Ceny mieszkań spadają w większości dużych miast. Przed nami kolejne obniżki?

Bartłomiej Ciepielewski
Bartłomiej Ciepielewski
Ceny mieszkań od maja spadły średnio o 3,4 proc.
Ceny mieszkań od maja spadły średnio o 3,4 proc. Paweł Dubiel / Polska Press
Expander i Rentier.io opublikowały raport, z którego wynika, że w październiku ceny mieszkań spadły już w 14 z 17 analizowanych miast. Za 50-metrowe lokum zapłacimy nawet o 30 tys. mniej niż w maju, jednak w większości przypadków odnotowane przeceny są niewielkie. Przed nami kolejne obniżki?

Spis treści

Analitycy Expandera i Rentier.io przeanalizowali ogłoszenia ze sprzedażą mieszkań z 17 polskich miast. Jak wynika z przeprowadzonej analizy, liczba ofert nadal jest stabilna, a na rynku nieruchomości nie widać panicznej wyprzedaży i gwałtownych spadków cen.

Mieszkania co prawda są coraz tańsze, ale od maja średni spadek wyniósł zaledwie 3,4 proc. Warto podkreślić, że we wrześniu średnia obniżka cen została oszacowana na 2 proc., zatem można mówić o nieznacznym przyspieszeniu.

Najszybciej tanieją nowe mieszkania, co jest widoczne w dużych miastach, gdzie liczba ogłoszeń jest największa. W Krakowie od maja średnia cena nowego lokum spadła o 11 proc., natomiast używanego pozostała na tym samym poziomie.
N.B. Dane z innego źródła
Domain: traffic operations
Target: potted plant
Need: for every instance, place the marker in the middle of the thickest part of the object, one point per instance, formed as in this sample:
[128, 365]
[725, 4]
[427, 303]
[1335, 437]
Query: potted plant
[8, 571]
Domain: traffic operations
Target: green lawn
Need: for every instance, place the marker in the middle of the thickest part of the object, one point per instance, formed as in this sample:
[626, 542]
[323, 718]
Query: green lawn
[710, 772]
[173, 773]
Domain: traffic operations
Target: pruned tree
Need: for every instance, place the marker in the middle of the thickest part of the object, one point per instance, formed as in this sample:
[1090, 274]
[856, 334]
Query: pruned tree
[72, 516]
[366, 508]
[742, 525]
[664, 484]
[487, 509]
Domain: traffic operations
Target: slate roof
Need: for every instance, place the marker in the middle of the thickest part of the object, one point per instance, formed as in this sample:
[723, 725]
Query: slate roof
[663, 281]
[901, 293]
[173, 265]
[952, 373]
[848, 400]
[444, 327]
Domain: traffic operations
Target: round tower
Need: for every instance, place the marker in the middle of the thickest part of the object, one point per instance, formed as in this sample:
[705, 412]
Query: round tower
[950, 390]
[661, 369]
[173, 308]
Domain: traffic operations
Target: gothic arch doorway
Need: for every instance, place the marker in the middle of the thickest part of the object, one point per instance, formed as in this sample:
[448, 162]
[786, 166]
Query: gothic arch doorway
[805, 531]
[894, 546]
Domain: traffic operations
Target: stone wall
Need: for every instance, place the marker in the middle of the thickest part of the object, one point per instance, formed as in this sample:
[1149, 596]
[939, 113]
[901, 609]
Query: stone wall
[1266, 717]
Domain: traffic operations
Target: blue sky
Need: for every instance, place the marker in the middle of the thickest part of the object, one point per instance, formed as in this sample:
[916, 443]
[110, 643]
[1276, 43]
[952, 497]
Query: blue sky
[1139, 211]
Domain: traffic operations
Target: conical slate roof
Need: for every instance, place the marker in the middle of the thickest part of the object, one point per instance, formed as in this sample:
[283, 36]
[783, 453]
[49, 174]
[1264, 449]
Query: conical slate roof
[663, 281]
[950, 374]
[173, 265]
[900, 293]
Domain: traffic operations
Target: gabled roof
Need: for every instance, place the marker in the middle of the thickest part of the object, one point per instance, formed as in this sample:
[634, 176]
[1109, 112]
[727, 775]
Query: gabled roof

Jak wynika z raportu, największe zmiany cen 50-metrowych mieszkań odnotowano w następujących miastach:

  • Szczecin - średnia cena mieszkania 420 948 zł, spadek o 29 052 zł,
  • Częstochowa - średnia cena mieszkania 301 500 zł, spadek o 28 519 zł,
  • Katowice - średnia cena mieszkania 338 550 zł, spadek o 27 800 zł,
  • Sosnowiec - średnia cena mieszkania 281 278 zł, spadek o 25 859 zł,
  • Toruń - średnia cena mieszkania 373 500 zł, spadek o 25 525 zł,
  • Kraków - średnia cena mieszkania 550 000 zł, spadek o 22 506 zł.

Czemu spadki cen mieszkań nadal są niewielkie?

Popyt na mieszkania w ostatnich miesiącach drastycznie spadł, gdyż ze względu na rosnące stopy procentowe, coraz mniej Polaków stać na wzięcie kredytu. Ceny mieszkań nadal jednak pozostają wysokie, na co wpływ ma kilka czynników.

Analitycy Expandera podkreślają, że wiele mieszkań oddawanych do użytkowania już dawno sprzedano, jeszcze przed początkiem tegorocznego kryzysu. W okresie boomu kupno mieszkania w trakcie budowy było łatwym sposobem na uzyskanie atrakcyjnej ceny. Deweloperzy zatem nie czują presji, by zmieniać stawki. Nie bez znaczenia pozostaje też wysoki popyt na najem, dzięki któremu nabywcy inwestycyjni do czasu sprzedaży mieszkania mogą je bez kłopotów wynajmować, generując stały przychód.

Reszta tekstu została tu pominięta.